La seconde partie permet d’apprécier le phrasé et la prononciation impeccable de l’allemand par Edita Gruberova, ce à quoi elle ne nous a pas toujours habitués dans les arias. Les lieder choisis chez Strauss et Mahler évoquent les fleurs, des parfums anciens, l’enfance et les peines amoureuses. Toute l’expérience de la chanteuse y est palpable et l’émotion gagne peu à peu, notamment dans le poignant « Die Georgine », culminant avec le vers final « derselbe Schmerz » (la même douleur) où perce la maturité de la femme comme de l’interprète. Décidément, cette dame extraordinaire fait absolument tout ce qu’elle veut de son instrument avec une facilité sidérante. À peine sent-on, ici ou là, la nécessité de s’appuyer sur le piano pour équilibrer le propos. Le « Wasserrose » (nénuphar) des Mädchenblumen, tout en circonvolutions complexes, rend tangible le circuit du cygne qui y est évoqué. Lorsqu’elle aborde Mahler, on touche au sublime et au pathétique, avec une violente émotion qui culmine dans les bis. Au bout de deux heures de chant qui semblent avoir été une promenade de santé et un échauffement, la diva nous demande si nous ne voyons pas d’objection à ce qu’elle nous interprète une aria. Murmure de satisfaction dans la salle. Avec Puccini et un attendrissant air de Liu, l’émotion est à son comble quand la « reine des coloratures » retrouve les pyrotechnies de sa jeunesse. Son corps se déploie de toute sa hauteur, en souplesse, et c’est une jeune femme épanouie et visiblement heureuse qu’on voit à travers ses larmes. Debout, éperdu d’admiration, comme magnétisé, le public qui hurle d’une seule voix « Brava » est gratifié d’un dernier extrait de Linda di Chamounix. Edita Gruberova n’oublie pas d’emmener le magnifique bouquet de roses qui lui a été offert. Une chose est sûre : elle n’est pas prête de faire son « Addio del passato » et ses « rose non sono pallenti ».

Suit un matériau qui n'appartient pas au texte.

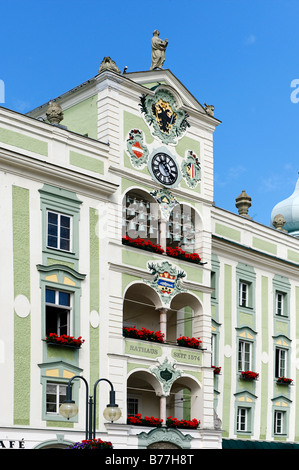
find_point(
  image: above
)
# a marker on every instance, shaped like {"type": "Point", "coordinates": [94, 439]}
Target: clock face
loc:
{"type": "Point", "coordinates": [164, 169]}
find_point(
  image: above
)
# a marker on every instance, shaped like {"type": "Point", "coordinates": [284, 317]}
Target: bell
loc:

À la sortie, ce sont deux roses qui sont offertes au lieu d’une à chaque auditrice, comme le veut la tradition au Festspielhaus. Les admirateurs attendent sagement l’arrivée de la diva pour la séance de dédicaces quand un secouriste accompagné par le personnel se dirige vers les loges. Un silence tendu s’installe… Mais non, tout va bien, Edita Gruberova s’est changée et arrive rapidement. L’heureux veinard a dû avoir son autographe le premier, avant la jeune japonaise, première dans la file, qui se fait photographier avec la star, simplement vêtue en madame (presque) tout-le-monde. Le personnel achève de distribuer les roses restantes et l’on repart avec un bouquet qui n’aura été que l’un des bonheurs du jour. Tant pis pour ceux qui n’ont pas jugé utile de faire le voyage… Pour ceux qui auraient aimé vivre un pareil moment, qu’on se rassure, la dame au camélia est en pleine forme et des occasions, il y en aura d’autres !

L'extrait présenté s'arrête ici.